First things first... A factor variable is a categorical variable. The levels of a factor variable is the possible categories, the value of the variable can fall in. E.g.:

> factor(sample(LETTERS, 10), levels = LETTERS)
 [1] M Y D B Z I G R T Q
Levels: A B C D E F G H I J K L M N O P Q R S T U V W X Y Z

Note how there are additional levels other than the value of the variable. Your error has to with you presumably comparing factor variables with different levels.

You can get the levels of a factor variable, like so:

> my_factor_var = factor(sample(LETTERS, 10), levels = LETTERS)
> my_factor_var
 [1] I V H X M L Z W Y E
Levels: A B C D E F G H I J K L M N O P Q R S T U V W X Y Z
> levels(my_factor_var)
 [1] "A" "B" "C" "D" "E" "F" "G" "H" "I" "J" "K" "L" "M" "N" "O" "P" "Q" "R" "S" "T" "U" "V" "W" "X" "Y" "Z"
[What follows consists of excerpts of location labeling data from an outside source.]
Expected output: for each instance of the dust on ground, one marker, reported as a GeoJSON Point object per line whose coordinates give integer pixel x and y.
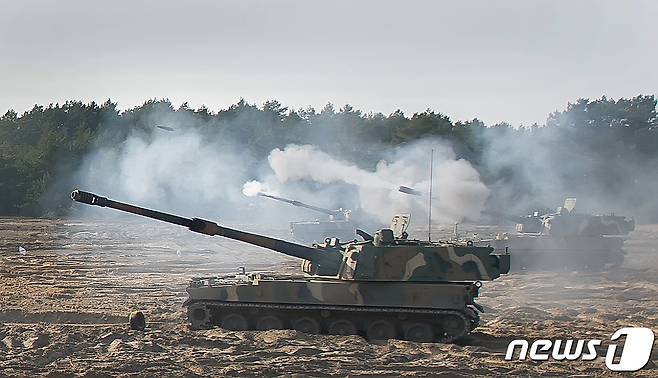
{"type": "Point", "coordinates": [64, 307]}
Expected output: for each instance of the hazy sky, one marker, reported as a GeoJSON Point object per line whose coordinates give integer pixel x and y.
{"type": "Point", "coordinates": [510, 61]}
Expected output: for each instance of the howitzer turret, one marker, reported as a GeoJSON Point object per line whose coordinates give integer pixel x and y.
{"type": "Point", "coordinates": [340, 214]}
{"type": "Point", "coordinates": [382, 287]}
{"type": "Point", "coordinates": [565, 238]}
{"type": "Point", "coordinates": [338, 225]}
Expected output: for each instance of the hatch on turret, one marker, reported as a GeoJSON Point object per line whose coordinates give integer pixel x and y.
{"type": "Point", "coordinates": [399, 224]}
{"type": "Point", "coordinates": [570, 204]}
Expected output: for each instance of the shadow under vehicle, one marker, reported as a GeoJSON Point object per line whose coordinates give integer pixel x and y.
{"type": "Point", "coordinates": [565, 239]}
{"type": "Point", "coordinates": [386, 286]}
{"type": "Point", "coordinates": [339, 223]}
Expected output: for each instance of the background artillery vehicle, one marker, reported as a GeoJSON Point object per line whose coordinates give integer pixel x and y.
{"type": "Point", "coordinates": [565, 238]}
{"type": "Point", "coordinates": [338, 225]}
{"type": "Point", "coordinates": [382, 287]}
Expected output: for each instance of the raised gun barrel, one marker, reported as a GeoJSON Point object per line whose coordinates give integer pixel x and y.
{"type": "Point", "coordinates": [337, 214]}
{"type": "Point", "coordinates": [325, 261]}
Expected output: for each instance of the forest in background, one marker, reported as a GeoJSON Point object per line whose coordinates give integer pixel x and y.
{"type": "Point", "coordinates": [604, 148]}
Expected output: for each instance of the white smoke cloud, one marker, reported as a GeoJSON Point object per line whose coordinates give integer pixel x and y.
{"type": "Point", "coordinates": [179, 171]}
{"type": "Point", "coordinates": [458, 192]}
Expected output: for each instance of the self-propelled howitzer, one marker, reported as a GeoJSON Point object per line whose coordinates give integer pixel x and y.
{"type": "Point", "coordinates": [383, 287]}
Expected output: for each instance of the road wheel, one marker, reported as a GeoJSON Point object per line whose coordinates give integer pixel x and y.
{"type": "Point", "coordinates": [199, 316]}
{"type": "Point", "coordinates": [381, 330]}
{"type": "Point", "coordinates": [453, 325]}
{"type": "Point", "coordinates": [234, 322]}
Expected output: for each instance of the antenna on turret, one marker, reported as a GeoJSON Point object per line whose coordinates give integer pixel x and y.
{"type": "Point", "coordinates": [429, 217]}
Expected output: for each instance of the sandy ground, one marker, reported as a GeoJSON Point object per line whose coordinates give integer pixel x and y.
{"type": "Point", "coordinates": [64, 306]}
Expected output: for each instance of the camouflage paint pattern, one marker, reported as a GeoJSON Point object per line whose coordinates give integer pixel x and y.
{"type": "Point", "coordinates": [336, 292]}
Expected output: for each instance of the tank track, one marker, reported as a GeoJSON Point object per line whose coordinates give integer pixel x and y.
{"type": "Point", "coordinates": [373, 323]}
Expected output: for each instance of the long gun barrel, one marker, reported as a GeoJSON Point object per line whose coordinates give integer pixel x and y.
{"type": "Point", "coordinates": [322, 259]}
{"type": "Point", "coordinates": [334, 213]}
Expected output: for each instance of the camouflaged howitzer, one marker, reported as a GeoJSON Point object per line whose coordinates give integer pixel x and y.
{"type": "Point", "coordinates": [338, 224]}
{"type": "Point", "coordinates": [565, 239]}
{"type": "Point", "coordinates": [384, 287]}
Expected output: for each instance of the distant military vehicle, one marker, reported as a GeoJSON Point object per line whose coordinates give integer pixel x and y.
{"type": "Point", "coordinates": [339, 223]}
{"type": "Point", "coordinates": [382, 287]}
{"type": "Point", "coordinates": [565, 239]}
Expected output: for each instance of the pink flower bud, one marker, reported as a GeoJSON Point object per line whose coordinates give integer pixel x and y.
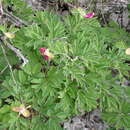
{"type": "Point", "coordinates": [46, 57]}
{"type": "Point", "coordinates": [46, 54]}
{"type": "Point", "coordinates": [89, 15]}
{"type": "Point", "coordinates": [42, 51]}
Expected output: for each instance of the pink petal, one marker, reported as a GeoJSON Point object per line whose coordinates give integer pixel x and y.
{"type": "Point", "coordinates": [89, 15]}
{"type": "Point", "coordinates": [46, 57]}
{"type": "Point", "coordinates": [42, 51]}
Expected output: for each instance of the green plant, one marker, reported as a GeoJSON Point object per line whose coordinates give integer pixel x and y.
{"type": "Point", "coordinates": [78, 79]}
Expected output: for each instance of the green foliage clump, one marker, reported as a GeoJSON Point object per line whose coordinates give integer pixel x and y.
{"type": "Point", "coordinates": [78, 79]}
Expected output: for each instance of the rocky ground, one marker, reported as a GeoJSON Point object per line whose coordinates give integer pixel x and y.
{"type": "Point", "coordinates": [106, 10]}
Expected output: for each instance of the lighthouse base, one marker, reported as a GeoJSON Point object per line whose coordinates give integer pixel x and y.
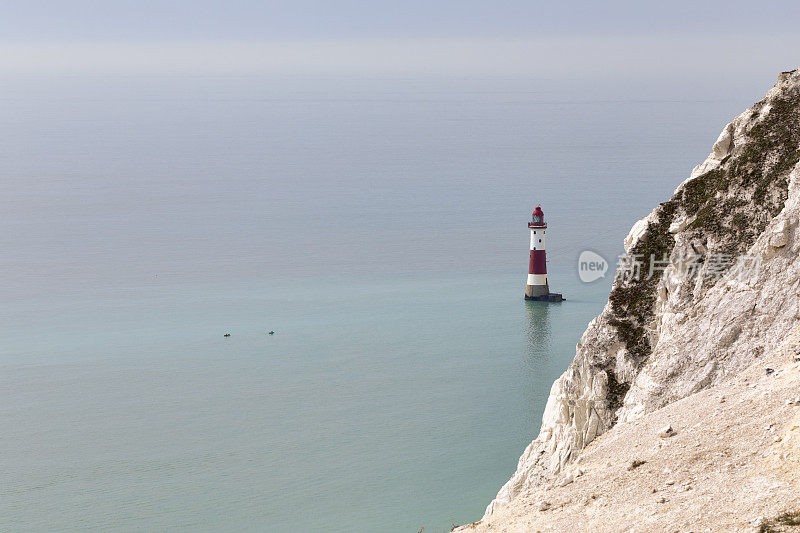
{"type": "Point", "coordinates": [549, 297]}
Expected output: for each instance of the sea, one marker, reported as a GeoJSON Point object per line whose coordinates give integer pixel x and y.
{"type": "Point", "coordinates": [376, 224]}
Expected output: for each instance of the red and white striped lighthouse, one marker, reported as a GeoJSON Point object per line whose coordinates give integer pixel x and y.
{"type": "Point", "coordinates": [537, 288]}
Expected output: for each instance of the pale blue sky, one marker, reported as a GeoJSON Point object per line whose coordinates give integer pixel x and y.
{"type": "Point", "coordinates": [159, 20]}
{"type": "Point", "coordinates": [688, 40]}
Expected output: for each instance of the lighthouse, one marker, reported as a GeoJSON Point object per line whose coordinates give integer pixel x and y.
{"type": "Point", "coordinates": [537, 287]}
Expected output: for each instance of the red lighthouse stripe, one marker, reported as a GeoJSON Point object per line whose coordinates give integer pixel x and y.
{"type": "Point", "coordinates": [538, 262]}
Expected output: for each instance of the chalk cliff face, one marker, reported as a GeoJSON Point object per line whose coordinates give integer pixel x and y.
{"type": "Point", "coordinates": [726, 292]}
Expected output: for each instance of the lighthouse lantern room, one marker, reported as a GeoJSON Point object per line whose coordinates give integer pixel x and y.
{"type": "Point", "coordinates": [537, 287]}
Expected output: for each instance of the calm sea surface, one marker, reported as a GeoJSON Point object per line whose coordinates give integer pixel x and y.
{"type": "Point", "coordinates": [378, 226]}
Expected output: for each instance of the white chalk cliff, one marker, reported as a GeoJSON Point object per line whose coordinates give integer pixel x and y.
{"type": "Point", "coordinates": [662, 339]}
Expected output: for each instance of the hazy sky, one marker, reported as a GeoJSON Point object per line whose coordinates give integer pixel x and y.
{"type": "Point", "coordinates": [599, 38]}
{"type": "Point", "coordinates": [201, 20]}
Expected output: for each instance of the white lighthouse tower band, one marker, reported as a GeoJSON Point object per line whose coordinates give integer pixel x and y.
{"type": "Point", "coordinates": [537, 288]}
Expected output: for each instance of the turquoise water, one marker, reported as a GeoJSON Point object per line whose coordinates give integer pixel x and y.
{"type": "Point", "coordinates": [377, 226]}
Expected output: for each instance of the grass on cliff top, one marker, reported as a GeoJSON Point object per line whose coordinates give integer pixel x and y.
{"type": "Point", "coordinates": [731, 206]}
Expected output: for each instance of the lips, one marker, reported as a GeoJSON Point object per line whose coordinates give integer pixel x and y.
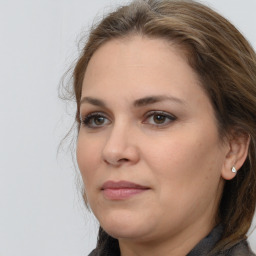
{"type": "Point", "coordinates": [121, 190]}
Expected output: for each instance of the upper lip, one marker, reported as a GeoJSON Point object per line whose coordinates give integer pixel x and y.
{"type": "Point", "coordinates": [121, 184]}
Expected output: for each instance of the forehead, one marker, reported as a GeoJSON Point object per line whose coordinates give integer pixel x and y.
{"type": "Point", "coordinates": [137, 62]}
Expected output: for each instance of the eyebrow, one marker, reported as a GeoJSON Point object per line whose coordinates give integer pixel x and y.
{"type": "Point", "coordinates": [137, 103]}
{"type": "Point", "coordinates": [154, 99]}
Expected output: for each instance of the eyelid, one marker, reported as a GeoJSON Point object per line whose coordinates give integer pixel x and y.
{"type": "Point", "coordinates": [86, 119]}
{"type": "Point", "coordinates": [151, 113]}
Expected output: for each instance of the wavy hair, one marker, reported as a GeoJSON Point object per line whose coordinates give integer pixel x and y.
{"type": "Point", "coordinates": [226, 65]}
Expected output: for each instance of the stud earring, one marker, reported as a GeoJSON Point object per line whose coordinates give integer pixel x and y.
{"type": "Point", "coordinates": [233, 169]}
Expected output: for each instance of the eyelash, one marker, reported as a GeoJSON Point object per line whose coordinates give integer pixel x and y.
{"type": "Point", "coordinates": [88, 119]}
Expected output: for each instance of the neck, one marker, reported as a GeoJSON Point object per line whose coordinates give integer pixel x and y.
{"type": "Point", "coordinates": [177, 245]}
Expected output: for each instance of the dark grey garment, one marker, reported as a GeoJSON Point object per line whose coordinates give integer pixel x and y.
{"type": "Point", "coordinates": [203, 248]}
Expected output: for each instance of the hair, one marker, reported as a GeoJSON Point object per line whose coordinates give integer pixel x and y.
{"type": "Point", "coordinates": [226, 66]}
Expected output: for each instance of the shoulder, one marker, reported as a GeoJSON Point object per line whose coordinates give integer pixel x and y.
{"type": "Point", "coordinates": [240, 249]}
{"type": "Point", "coordinates": [93, 253]}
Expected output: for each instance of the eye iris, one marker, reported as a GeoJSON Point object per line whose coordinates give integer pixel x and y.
{"type": "Point", "coordinates": [99, 120]}
{"type": "Point", "coordinates": [159, 119]}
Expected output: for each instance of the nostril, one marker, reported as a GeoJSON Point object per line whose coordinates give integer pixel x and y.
{"type": "Point", "coordinates": [123, 160]}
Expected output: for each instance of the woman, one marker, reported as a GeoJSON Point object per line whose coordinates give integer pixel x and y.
{"type": "Point", "coordinates": [166, 100]}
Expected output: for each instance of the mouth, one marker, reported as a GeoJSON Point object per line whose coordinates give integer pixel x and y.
{"type": "Point", "coordinates": [121, 190]}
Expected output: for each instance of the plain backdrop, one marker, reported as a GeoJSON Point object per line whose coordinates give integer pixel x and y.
{"type": "Point", "coordinates": [41, 213]}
You can set the levels of a factor variable like so:

factor(my_factor_var, levels = unique(my_factor_var))
 [1] I V H X M L Z W Y E
Levels: I V H X M L Z W Y E

So bottomline - Try to look into factor variables and then check your confusion matrix again :slightly_smiling_face:


But in logistic regression the only binary (1,0) will work. Here status variable composite four factors A, B, C and D. So I am not sure about this model. Please, can you help me select the suitable model to identify loan defaulters for this case. Or this composite status variable will work with logistic regression?


I cannot tell you which model to use, you will have to look at your data and the question you want to ask your data. From what you've written it seems like you have to look into multi-class classification... As I wrote earlier you can try using the one-vs-all approach with logistic regression.